= Main Line (Pittsburgh to St. Louis) =

The Pittsburgh to St. Louis Main Line was a rail line owned and operated by the Pennsylvania Railroad in the U.S. states of Pennsylvania, Ohio, Indiana, and Illinois. The line ran from Pittsburgh, Pennsylvania west via Steubenville, Ohio, Columbus, Ohio, Dayton, Ohio, Indianapolis, Indiana, Terre Haute, Indiana, and Vandalia, Illinois to East St. Louis, Illinois. In addition to its east end in downtown Pittsburgh, where it met the Main Line and Pittsburgh to Chicago Main Line, junctions included the Columbus to Chicago Main Line at Columbus, the C&X Branch (to Cincinnati) at Xenia, the Columbus to Indianapolis Main Line via Bradford (a freight bypass of Dayton) at New Paris, the Richmond Branch and Fort Wayne Branch at Richmond, the Louisville Branch and I&F Branch at Indianapolis, and the Peoria Branch at Farrington, Illinois.

Large portions of the line have been abandoned; the only major pieces still in use are from Mingo Junction (west of Steubenville) to Columbus, operated by the Columbus and Ohio River Rail Road (Ohio Central Railroad System), and west of Terre Haute, operated by CSX Transportation as part of its St. Louis Line Subdivision. Other existing pieces are from Rosslyn, Pennsylvania to Walkers Mill (Pittsburgh and Ohio Central Railroad), Weirton Junction, West Virginia to Mingo Junction (Norfolk Southern Railway Weirton Secondary), Columbus to London, Ohio (NS Dayton District), Clement, Ohio to Dayton (NS), just east of Richmond, Indiana (NS New Castle District), and from Indianapolis to Ben Davis, Indiana (CSX Crawfordsville Branch Subdivision).

==History==
The Steubenville and Indiana Railroad opened a line from Steubenville west to Newark in 1853, 1854, and 1855. In 1857, it built a connection in Newark to the Central Ohio Railroad and signed a trackage rights agreement over the Central Ohio to Columbus; it bought a one-half interest in that portion of the Central Ohio in 1864. The Pennsylvania Railroad's Steubenville Extension, Pittsburg and Steubenville Railroad, and Steubenville Bridge across the Ohio River opened in 1865, connecting Pittsburgh to the Steubenville and Indiana. Both companies were operated as a continuous line by the Western Transportation Company until 1868, when they merged to form the Pittsburgh, Cincinnati and St. Louis Railway, owned by the Pennsylvania Railroad.

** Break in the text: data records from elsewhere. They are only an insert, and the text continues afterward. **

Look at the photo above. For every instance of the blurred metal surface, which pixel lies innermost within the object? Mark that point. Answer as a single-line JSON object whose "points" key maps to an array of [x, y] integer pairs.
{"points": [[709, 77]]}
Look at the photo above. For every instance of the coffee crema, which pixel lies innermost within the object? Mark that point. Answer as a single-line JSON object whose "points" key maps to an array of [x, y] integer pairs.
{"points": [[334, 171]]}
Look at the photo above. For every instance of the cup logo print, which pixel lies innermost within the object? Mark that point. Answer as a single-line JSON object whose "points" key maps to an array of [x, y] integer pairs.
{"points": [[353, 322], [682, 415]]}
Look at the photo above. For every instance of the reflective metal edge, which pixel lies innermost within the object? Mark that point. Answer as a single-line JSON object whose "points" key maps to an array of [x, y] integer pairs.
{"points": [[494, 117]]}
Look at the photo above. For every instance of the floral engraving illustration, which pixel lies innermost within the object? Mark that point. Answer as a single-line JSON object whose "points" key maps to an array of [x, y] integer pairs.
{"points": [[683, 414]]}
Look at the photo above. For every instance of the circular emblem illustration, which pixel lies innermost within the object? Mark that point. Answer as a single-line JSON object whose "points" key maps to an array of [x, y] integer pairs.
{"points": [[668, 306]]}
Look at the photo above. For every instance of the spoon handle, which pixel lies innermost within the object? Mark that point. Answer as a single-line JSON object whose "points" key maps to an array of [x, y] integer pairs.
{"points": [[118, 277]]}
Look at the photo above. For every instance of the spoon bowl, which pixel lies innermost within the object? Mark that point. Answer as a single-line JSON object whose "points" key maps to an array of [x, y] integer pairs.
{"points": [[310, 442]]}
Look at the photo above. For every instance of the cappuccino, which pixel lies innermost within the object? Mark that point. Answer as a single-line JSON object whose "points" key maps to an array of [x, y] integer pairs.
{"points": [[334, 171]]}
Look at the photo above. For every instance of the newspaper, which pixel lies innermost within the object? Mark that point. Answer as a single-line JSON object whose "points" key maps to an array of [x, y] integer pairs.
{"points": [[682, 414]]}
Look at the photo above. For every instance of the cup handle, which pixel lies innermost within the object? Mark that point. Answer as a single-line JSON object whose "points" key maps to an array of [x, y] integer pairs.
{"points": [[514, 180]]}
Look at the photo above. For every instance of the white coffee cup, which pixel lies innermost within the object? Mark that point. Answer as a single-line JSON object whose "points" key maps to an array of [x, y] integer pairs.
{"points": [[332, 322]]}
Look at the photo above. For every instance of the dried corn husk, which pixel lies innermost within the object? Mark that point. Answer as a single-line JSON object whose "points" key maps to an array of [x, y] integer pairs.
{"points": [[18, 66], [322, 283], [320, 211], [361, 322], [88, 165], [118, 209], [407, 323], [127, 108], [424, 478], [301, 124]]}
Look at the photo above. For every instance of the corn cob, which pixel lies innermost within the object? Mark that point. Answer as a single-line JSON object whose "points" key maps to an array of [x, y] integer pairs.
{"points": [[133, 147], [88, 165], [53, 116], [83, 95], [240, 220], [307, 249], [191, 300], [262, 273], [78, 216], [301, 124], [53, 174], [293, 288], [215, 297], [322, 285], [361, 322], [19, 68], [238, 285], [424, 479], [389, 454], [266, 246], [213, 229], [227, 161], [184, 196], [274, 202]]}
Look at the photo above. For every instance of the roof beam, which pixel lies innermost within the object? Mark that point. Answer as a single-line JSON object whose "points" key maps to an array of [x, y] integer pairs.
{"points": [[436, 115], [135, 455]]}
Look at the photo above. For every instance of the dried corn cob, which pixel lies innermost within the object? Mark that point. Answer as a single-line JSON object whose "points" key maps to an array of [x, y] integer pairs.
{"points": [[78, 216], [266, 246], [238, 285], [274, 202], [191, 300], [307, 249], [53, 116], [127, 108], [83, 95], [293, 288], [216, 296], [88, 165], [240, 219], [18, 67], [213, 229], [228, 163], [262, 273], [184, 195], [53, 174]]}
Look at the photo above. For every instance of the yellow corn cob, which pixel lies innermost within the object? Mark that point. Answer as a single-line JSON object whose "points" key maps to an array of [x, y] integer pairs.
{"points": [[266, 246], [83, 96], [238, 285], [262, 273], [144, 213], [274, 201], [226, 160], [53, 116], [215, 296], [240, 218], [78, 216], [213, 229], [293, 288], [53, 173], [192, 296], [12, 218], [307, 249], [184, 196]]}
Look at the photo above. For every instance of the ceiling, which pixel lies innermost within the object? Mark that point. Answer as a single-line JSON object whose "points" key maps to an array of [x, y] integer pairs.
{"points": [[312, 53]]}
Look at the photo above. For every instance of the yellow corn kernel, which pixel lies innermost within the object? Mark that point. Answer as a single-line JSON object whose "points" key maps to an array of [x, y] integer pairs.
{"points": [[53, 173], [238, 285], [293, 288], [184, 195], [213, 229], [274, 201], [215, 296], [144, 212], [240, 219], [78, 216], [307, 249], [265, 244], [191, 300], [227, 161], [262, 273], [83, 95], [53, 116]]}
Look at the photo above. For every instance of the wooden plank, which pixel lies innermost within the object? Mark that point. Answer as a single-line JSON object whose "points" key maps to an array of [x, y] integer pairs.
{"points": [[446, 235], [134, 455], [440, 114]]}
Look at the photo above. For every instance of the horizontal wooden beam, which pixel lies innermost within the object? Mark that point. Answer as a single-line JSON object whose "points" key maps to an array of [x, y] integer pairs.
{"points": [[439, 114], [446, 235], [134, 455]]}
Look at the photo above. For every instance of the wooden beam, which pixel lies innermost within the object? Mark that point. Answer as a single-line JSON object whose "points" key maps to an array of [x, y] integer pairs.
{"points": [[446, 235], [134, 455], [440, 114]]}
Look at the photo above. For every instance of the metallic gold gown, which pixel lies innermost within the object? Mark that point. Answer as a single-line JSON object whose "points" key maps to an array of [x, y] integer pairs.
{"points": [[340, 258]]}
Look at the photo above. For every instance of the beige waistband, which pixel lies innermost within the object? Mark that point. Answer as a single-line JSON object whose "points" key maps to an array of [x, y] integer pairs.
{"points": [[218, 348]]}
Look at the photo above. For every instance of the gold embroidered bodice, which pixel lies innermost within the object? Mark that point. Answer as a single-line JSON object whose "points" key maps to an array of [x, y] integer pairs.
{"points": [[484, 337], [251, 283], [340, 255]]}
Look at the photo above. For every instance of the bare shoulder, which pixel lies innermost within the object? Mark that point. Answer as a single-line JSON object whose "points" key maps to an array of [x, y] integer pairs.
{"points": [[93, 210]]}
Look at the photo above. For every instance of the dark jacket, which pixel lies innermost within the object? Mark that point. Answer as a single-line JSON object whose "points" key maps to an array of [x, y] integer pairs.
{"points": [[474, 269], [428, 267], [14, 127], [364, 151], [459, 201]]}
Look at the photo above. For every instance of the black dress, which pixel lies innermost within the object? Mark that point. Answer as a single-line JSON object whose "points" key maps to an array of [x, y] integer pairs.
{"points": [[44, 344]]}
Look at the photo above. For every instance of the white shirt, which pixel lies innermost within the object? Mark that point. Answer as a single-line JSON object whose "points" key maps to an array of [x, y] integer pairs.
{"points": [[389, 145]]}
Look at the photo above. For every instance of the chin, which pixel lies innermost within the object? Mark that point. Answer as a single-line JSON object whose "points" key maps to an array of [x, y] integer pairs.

The oldest part of the line was opened by the Columbus and Xenia Railroad in 1850, from Columbus west to Xenia. The Dayton and Western Railroad opened from Dayton west to New Paris in 1853. The Indiana Central Railway also opened in 1853, continuing west from New Paris (on the Ohio/Indiana state line) to Indianapolis. The Indiana Central began operating the Dayton and Western in 1854. The Dayton, Xenia and Belpre Railroad opened in 1858, filling the gap between Xenia and Dayton, and was immediately leased by the Columbus and Xenia. Operation of the Dayton and Western was transferred to the Columbus and Xenia by lease in 1863; the Little Miami Railroad leased the Columbus and Xenia (and thus the line from Columbus to New Paris) in 1868. The Pittsburgh, Cincinnati and St. Louis Railway leased the Columbus, Chicago and Indiana Central Railway (the Indiana Central's successor) and the Little Miami in 1869, giving the PRR a line to Indianapolis (including an alternate route between Columbus and New Paris), fully operated by the PC&StL.

The Terre Haute and Richmond Railroad opened the line from Indianapolis west to Terre Haute in 1852. The line from East St. Louis east to Terre Haute was opened in 1868, 1869, and 1870 by the St. Louis, Vandalia and Terre Haute Railroad (in Illinois) and the Terre Haute and Indianapolis Rail Road, the Terre Haute and Richmond's successor (in Indiana). The entire line was operated by the Terre Haute and Indianapolis under lease until 1905, when the two companies were merged into the Vandalia Railroad.

The Pittsburgh, Cincinnati, Chicago and St. Louis Railway (the PC&StL's successor) and the Vandalia Railroad merged in 1917 to form the Pittsburgh, Cincinnati, Chicago and St. Louis Railroad, which the Pennsylvania Railroad leased in 1921. The line passed to Penn Central Transportation in 1968 and Conrail in 1976, after which large portions were sold off or abandoned.